Concepts
How it works
A short tour of how NeuroBridgeEDU is put together — the desktop shell, the audio pipeline, the transcription engine, and the summary engine.
The shape of the application
NeuroBridgeEDU is a Tauri 2 desktop app. Tauri wraps a native window around a webview, with a Rust process handling everything that needs hardware access or persistence. Two consequences fall out of that shape:
- All sensitive operations — audio capture, file I/O, model inference, keychain access — live in Rust. The frontend never talks directly to your hardware.
- The frontend is fully static. There's no SSR, no API routes, no Node server. Every interaction goes through a typed Tauri command.
The pipeline, end to end:
Microphone ──┐
├──► Audio Pipeline (Rust)
System audio ┘ │
├──► WAV file on disk
│
└──► VAD (strips silence)
│
└──► Whisper.cpp ──► transcript chunks
│
└──► Mistral / EuroLLM ──► summary
│
└──► SQLite (FTS5)The frontend layer
- Routing — Next.js App Router. Pages: Home, Meetings, Meeting (detail), Settings, Analytics, Help, About.
- State — React Context for everything. Eleven contexts cover Recording, Meetings, Chat, Translation (i18n), Licence, Connectivity, Onboarding, Import, Theme, Toast, and Sidebar.
- Tauri bridge — every Rust command has a typed wrapper in
src/lib/tauri.ts. Components never callinvoke()directly. - Internationalisation — runtime JSON loads from
public/locales/{locale}.json. 30+ European languages. - UI library — Tailwind CSS + shadcn/ui primitives + a custom CubeLoader.
The Rust backend
Each feature is a self-contained module under src-tauri/src/:
audio/— capture, VAD, mixing, recording-to-WAV.transcription/— Whisper engine, model lifecycle.summary/— LLM orchestration, six providers (local + five cloud), templates, action items.chat/— Study Sage commands; Pro-gated commands for flashcards and exam analysis.database/— SQLite repositories, migrations, FTS5 search, analytics.security/— input validation, model header checks.export.rs— Markdown → Typst → PDF (Pro).connectivity.rs— 60-second network polling, offline fallback signal.license.rs— Lemon Squeezy + OS keychain + 30-day grace.diagnostics.rs— log export, telemetry opt-in, bug reports.permissions.rs— macOS permission requests.
The audio pipeline
Capture happens at 48 kHz. Audio destined for Whisper gets resampled to 16 kHz mono before inference. The pipeline runs two paths in parallel:
- Recording path — RMS-based ducking (mic ducks system audio), soft limiting / anti-clipping, then to a WAV file on disk.
- Transcription path — RMS-energy Voice Activity Detection strips silence (saves 10–60% of inference time depending on how chatty the recording is), then to the Whisper engine.
File import (MP3, M4A / AAC, FLAC, OGG, WAV) uses Symphonia and joins the same pipeline at the transcription stage — there's no separate import code path.
The transcription engine
Whisper runs via whisper-rs, with GPU acceleration selected at build time: Metal on macOS, CUDA on NVIDIA, Vulkan on AMD / Intel. If no GPU backend is available the engine falls back to CPU and still works — just slower.

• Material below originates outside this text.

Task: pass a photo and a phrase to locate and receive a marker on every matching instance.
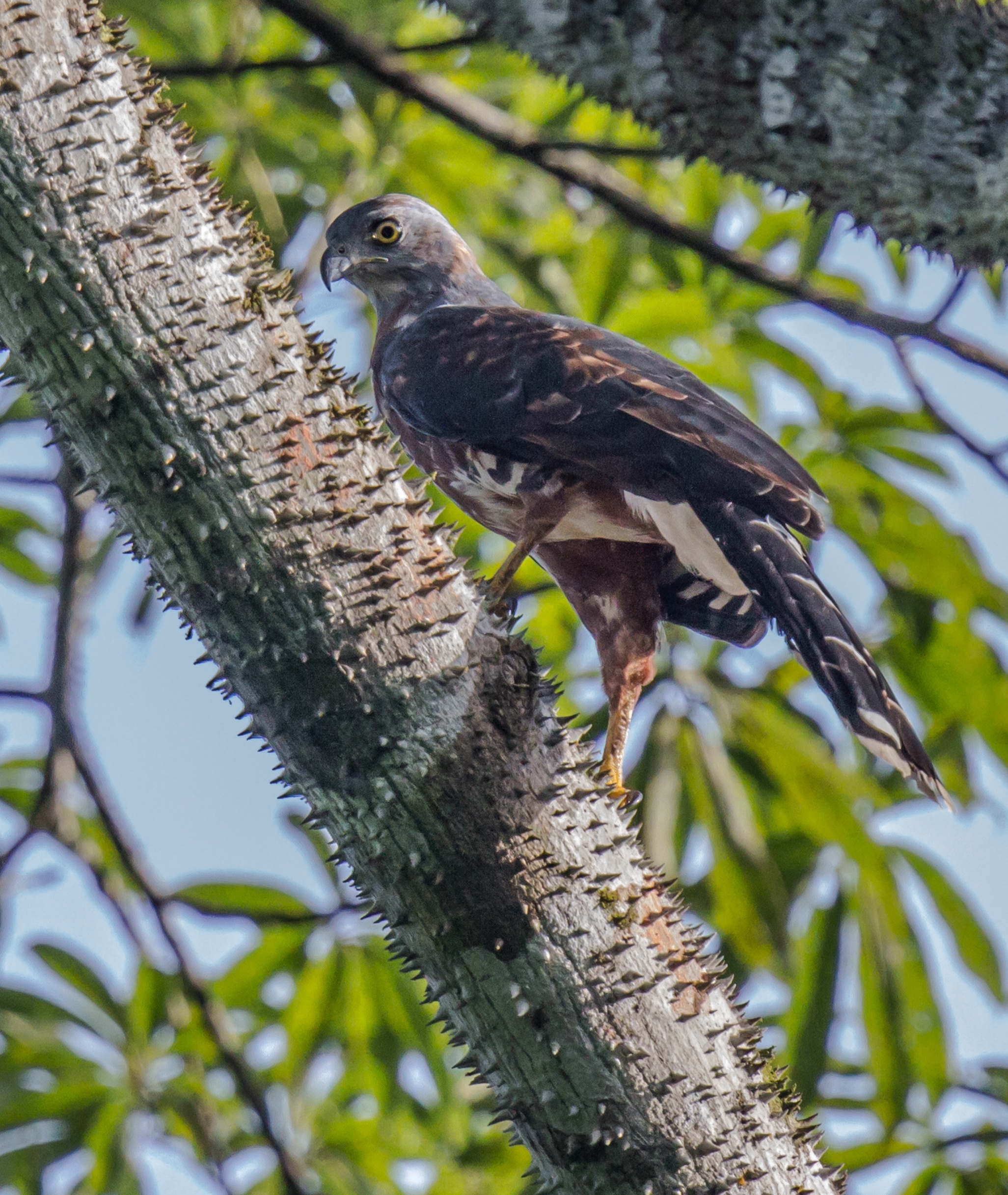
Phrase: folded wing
(554, 390)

Models range from ~39 MB (tiny) to ~2.9 GB (large-v3); the catalog also includes the modern large-v3-turbo and several quantised q5_0 variants. Whisper runs in a single pass per file. The model handles its own internal ~30-second windowing, and segment results stream back to the frontend as they're produced.
The summary engine
Six logical providers sit behind a common SummaryProvider trait:
- builtin-ai —
llama-cpp-2running GGUF models on-device. - ollama — talks to a local Ollama HTTP server.

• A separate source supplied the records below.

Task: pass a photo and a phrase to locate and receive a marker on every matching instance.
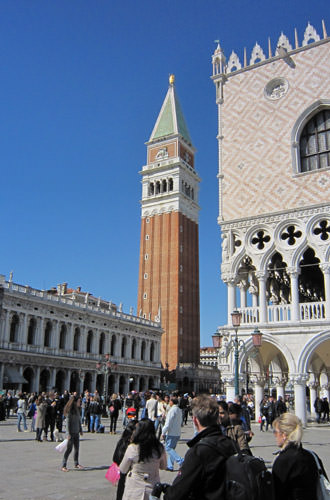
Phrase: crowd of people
(153, 422)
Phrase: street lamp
(236, 317)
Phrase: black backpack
(247, 478)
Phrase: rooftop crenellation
(258, 55)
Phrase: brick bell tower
(169, 259)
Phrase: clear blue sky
(82, 83)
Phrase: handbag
(62, 446)
(323, 485)
(113, 474)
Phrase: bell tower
(169, 258)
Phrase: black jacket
(295, 474)
(202, 476)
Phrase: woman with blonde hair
(295, 473)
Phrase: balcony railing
(309, 311)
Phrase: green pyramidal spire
(170, 120)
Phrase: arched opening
(88, 382)
(31, 331)
(44, 381)
(113, 345)
(14, 324)
(60, 381)
(74, 382)
(122, 384)
(123, 347)
(311, 280)
(152, 352)
(143, 350)
(133, 350)
(89, 346)
(101, 343)
(47, 336)
(76, 339)
(28, 374)
(62, 341)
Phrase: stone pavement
(32, 470)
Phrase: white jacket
(173, 422)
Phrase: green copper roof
(170, 119)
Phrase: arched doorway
(28, 374)
(44, 381)
(60, 381)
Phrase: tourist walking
(21, 413)
(142, 461)
(114, 407)
(73, 430)
(171, 433)
(295, 473)
(41, 416)
(119, 453)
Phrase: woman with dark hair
(295, 473)
(119, 453)
(142, 461)
(73, 429)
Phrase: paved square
(32, 470)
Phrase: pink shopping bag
(113, 474)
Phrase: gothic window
(123, 347)
(101, 343)
(48, 331)
(133, 349)
(31, 331)
(113, 345)
(315, 142)
(62, 337)
(76, 339)
(143, 350)
(291, 235)
(152, 351)
(260, 239)
(14, 328)
(322, 230)
(89, 341)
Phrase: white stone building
(274, 213)
(55, 338)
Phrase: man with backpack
(202, 475)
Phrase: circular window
(276, 88)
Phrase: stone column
(259, 383)
(229, 383)
(325, 268)
(36, 380)
(67, 379)
(52, 379)
(242, 290)
(294, 275)
(231, 291)
(6, 327)
(2, 369)
(312, 396)
(299, 382)
(262, 277)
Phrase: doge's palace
(274, 213)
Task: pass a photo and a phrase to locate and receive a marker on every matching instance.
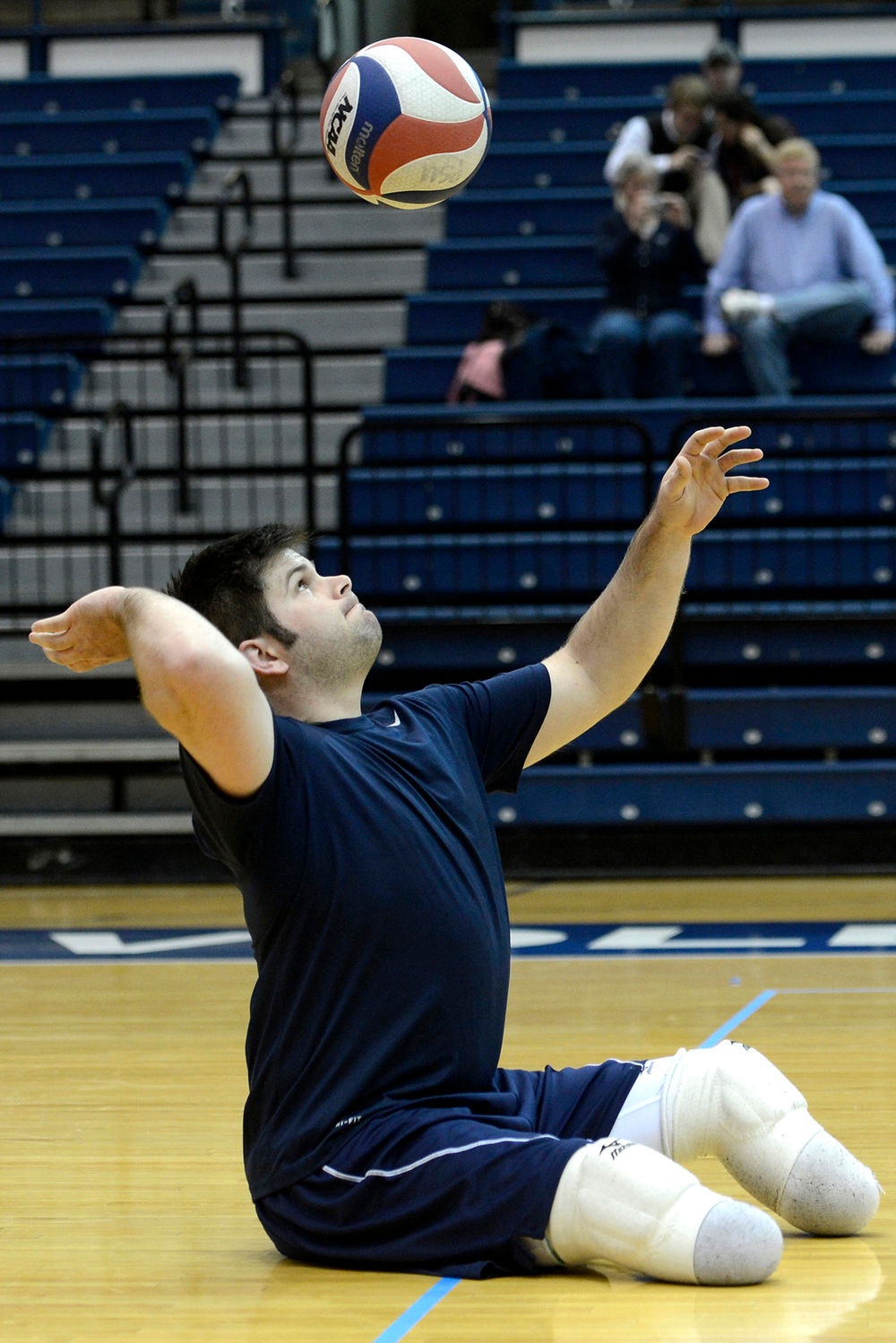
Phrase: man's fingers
(51, 624)
(713, 441)
(737, 484)
(48, 638)
(739, 457)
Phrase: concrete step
(70, 823)
(153, 506)
(250, 134)
(309, 176)
(314, 226)
(77, 751)
(352, 274)
(378, 325)
(89, 796)
(340, 380)
(78, 720)
(233, 439)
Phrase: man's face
(723, 77)
(728, 129)
(336, 637)
(635, 185)
(798, 179)
(688, 120)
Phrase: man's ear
(265, 657)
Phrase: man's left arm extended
(619, 637)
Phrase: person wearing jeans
(802, 263)
(646, 253)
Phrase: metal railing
(160, 452)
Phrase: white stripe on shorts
(445, 1151)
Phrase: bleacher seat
(53, 96)
(814, 718)
(22, 438)
(73, 223)
(723, 793)
(94, 176)
(425, 374)
(592, 118)
(38, 382)
(557, 564)
(61, 317)
(579, 163)
(482, 495)
(107, 273)
(24, 133)
(645, 80)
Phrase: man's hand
(641, 209)
(715, 344)
(89, 634)
(675, 209)
(877, 342)
(686, 159)
(697, 482)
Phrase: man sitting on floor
(802, 263)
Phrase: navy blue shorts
(449, 1189)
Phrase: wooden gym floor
(124, 1214)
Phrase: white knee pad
(626, 1203)
(729, 1101)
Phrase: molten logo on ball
(406, 123)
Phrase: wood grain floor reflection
(124, 1211)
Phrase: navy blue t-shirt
(375, 900)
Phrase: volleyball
(406, 123)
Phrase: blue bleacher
(575, 210)
(22, 438)
(96, 176)
(38, 382)
(806, 718)
(56, 317)
(766, 560)
(425, 374)
(26, 133)
(88, 172)
(124, 93)
(643, 80)
(591, 118)
(74, 223)
(579, 163)
(107, 273)
(720, 794)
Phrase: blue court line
(718, 1036)
(416, 1313)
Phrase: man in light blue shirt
(799, 263)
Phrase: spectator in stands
(723, 72)
(479, 374)
(801, 263)
(742, 153)
(648, 253)
(677, 140)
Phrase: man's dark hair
(225, 581)
(737, 107)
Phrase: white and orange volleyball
(406, 123)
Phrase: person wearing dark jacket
(646, 253)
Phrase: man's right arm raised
(193, 680)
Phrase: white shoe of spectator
(737, 304)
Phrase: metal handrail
(177, 360)
(108, 495)
(231, 255)
(284, 152)
(447, 419)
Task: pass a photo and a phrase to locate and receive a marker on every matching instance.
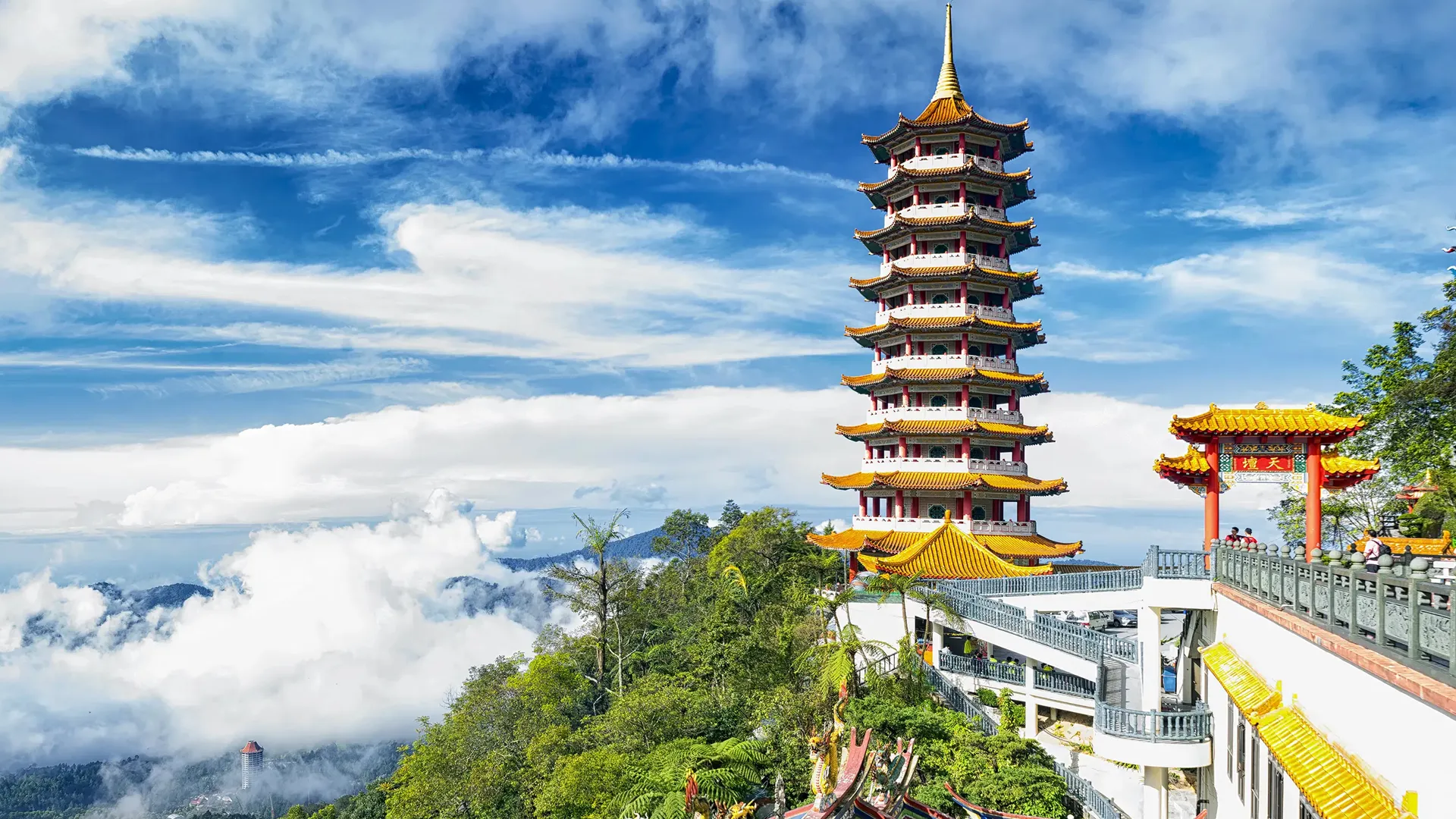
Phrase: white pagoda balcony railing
(946, 209)
(946, 414)
(946, 309)
(952, 360)
(941, 161)
(948, 260)
(929, 525)
(944, 465)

- openai, anthropic, mistral, google-gemini — cloud providers, used only when you supply an API key (or for managed Pro access).

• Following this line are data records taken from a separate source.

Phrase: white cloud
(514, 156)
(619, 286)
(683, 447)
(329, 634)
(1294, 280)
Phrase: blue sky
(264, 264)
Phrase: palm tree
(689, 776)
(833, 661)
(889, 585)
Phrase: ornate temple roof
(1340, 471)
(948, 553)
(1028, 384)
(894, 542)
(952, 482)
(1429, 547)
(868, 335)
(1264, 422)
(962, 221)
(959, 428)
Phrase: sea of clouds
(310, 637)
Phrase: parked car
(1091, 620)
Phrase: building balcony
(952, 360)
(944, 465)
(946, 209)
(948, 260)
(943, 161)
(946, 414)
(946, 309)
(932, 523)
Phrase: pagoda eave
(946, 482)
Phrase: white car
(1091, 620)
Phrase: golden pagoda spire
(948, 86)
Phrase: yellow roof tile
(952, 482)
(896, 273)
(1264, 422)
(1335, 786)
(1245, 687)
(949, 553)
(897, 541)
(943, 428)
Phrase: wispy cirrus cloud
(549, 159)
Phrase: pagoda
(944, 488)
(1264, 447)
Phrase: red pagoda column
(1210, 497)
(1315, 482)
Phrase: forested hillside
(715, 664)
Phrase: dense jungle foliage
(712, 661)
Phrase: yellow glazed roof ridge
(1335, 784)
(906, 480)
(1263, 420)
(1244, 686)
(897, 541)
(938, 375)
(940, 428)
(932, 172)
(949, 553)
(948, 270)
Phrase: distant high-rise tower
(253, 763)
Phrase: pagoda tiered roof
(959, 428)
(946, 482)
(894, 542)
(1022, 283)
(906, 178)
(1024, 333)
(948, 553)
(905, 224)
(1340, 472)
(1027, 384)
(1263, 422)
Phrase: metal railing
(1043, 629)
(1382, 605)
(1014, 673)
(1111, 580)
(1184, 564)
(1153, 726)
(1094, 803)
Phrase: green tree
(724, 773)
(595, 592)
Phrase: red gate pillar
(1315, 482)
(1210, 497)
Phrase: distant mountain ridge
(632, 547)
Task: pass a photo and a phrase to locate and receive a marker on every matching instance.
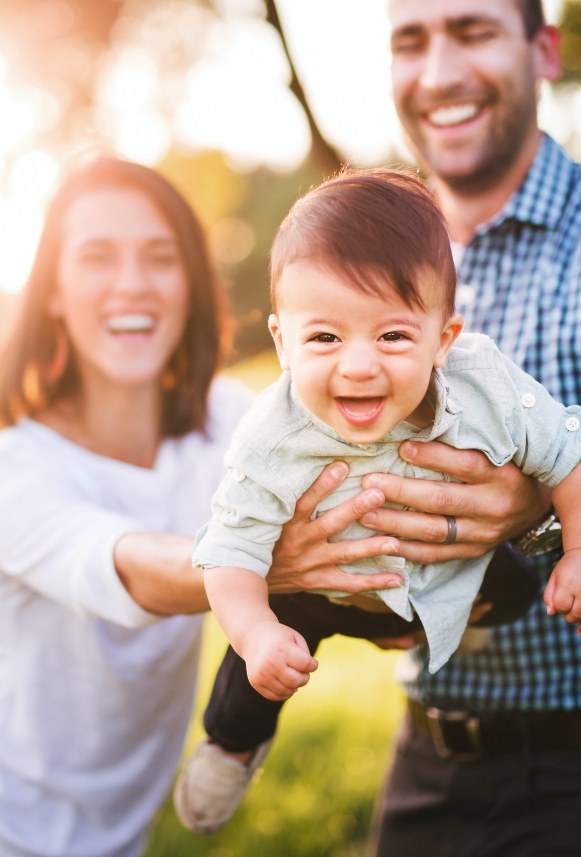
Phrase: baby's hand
(563, 591)
(278, 660)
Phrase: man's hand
(304, 559)
(491, 504)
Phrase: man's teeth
(453, 115)
(129, 323)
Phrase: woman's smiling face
(121, 288)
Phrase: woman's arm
(156, 570)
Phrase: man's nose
(444, 68)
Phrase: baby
(363, 287)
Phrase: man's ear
(548, 65)
(276, 333)
(450, 333)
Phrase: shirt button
(528, 400)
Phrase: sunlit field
(316, 795)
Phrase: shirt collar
(542, 196)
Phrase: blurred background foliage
(83, 75)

The default for new installs is builtin-ai — fully on- device, no internet required. Cloud providers are explicit opt-in per session.
What stays local, what moves
- Always local: recordings (WAV files), transcripts, summaries, settings, the SQLite database, your meetings index.
- Encrypted at rest: API keys for cloud providers (OS keychain on macOS, DPAPI on Windows, libsecret on Linux).
- Only when you opt in: the content of a single summarisation request goes to the cloud provider you chose, directly from your machine. We don't proxy or intercept.
- Optional, off by default: anonymous error reports (stack trace + app version + OS version, never any user content).